Extra Credit is Absurd

The older I get, the more I realize I understand much less than I thought I did. When I was 21, I had an answer for everything, but then I lived some life and I have realized that what I “knew” were idealistic conjectures, only relevant in a utopian society, if at all. All of my solutions to problems were seen through my lens and based on my personal (very limited) life experiences. I still have my own lens and life experiences, but what has evolved over time is my ability to accept that my way is not the only way. 

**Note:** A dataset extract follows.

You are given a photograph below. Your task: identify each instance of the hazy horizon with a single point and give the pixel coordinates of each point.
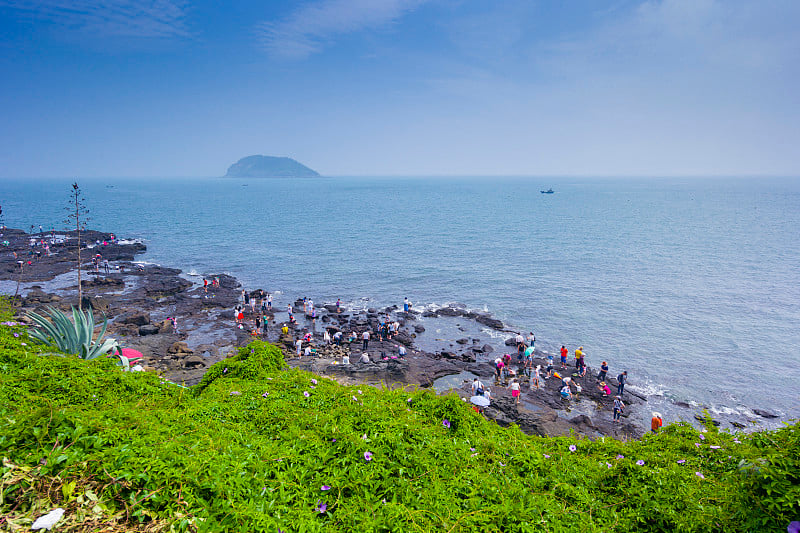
(401, 88)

For example, Aubrey and I have this conversation that keeps coming up because I keep not understanding no matter how many times she explains it to me. This started about 6 years ago when she told me she had 105% in one of her classes. I told her that was the stupidest thing I have ever heard. How can you have more than 100%? She less than calmly tried to explain it to me in terms I did not hear because they were ridiculous and made no sense so I walked away. Later, perhaps months or years, it came up again and this time she explained it in terms I could better understand: she told me that 100% was the pizza and the extra credit was the pepperoni. Ok, now I kind of get it. 

At no point did it really matter if I understood this concept, but for some reason it still keeps coming up and I just can’t let it go. Now she’s in college and the other day we were talking and it came up again, but more like reminiscing about all the times she tried to teach me about extra credit and I didn’t understand, so she explained it yet again, but I still don’t follow the logic – there is ALL of something and then SOME of another thing but there can’t be more than ALL of one thing. Then she blocked me. (Not really. She asked me for ice cream money after she finished telling me how much of an adult she was, but I’ll save that for another blog.) So, obviously extra credit is a real concept and my inability to understand it doesn’t affect its validity.

I realize now that wisdom has less to do with knowledge and more to do with a posture of humility when it comes to life. I will never know everything. I am not always right. There is more than one way to solve a problem. If I had told my younger self these truths, she would have at the very least rolled her eyes, but older me knows that it’s ok not to have all the answers. What truly matters is having a relationship with the One who does.

Pointing others to Christ is the main purpose of believers. I have been guilty of acting in ways unbecoming of a daughter of the King, yet He still loves me. If this is true for me, it’s true for all of us. How many chances do we get to have our slate wiped clean? As many as it takes, and all we have to know is who Christ is and believe that His death paid the price we should have paid. He meets us where we are and transforms us to His image as we go. Perfection is unattainable for all of us. Instead we walk with our Creator as He makes us more and more like Him, inviting people to Him naturally as they witness the transforming power that could only be explained by the act of selfless obedience displayed on a cross thousands of years ago.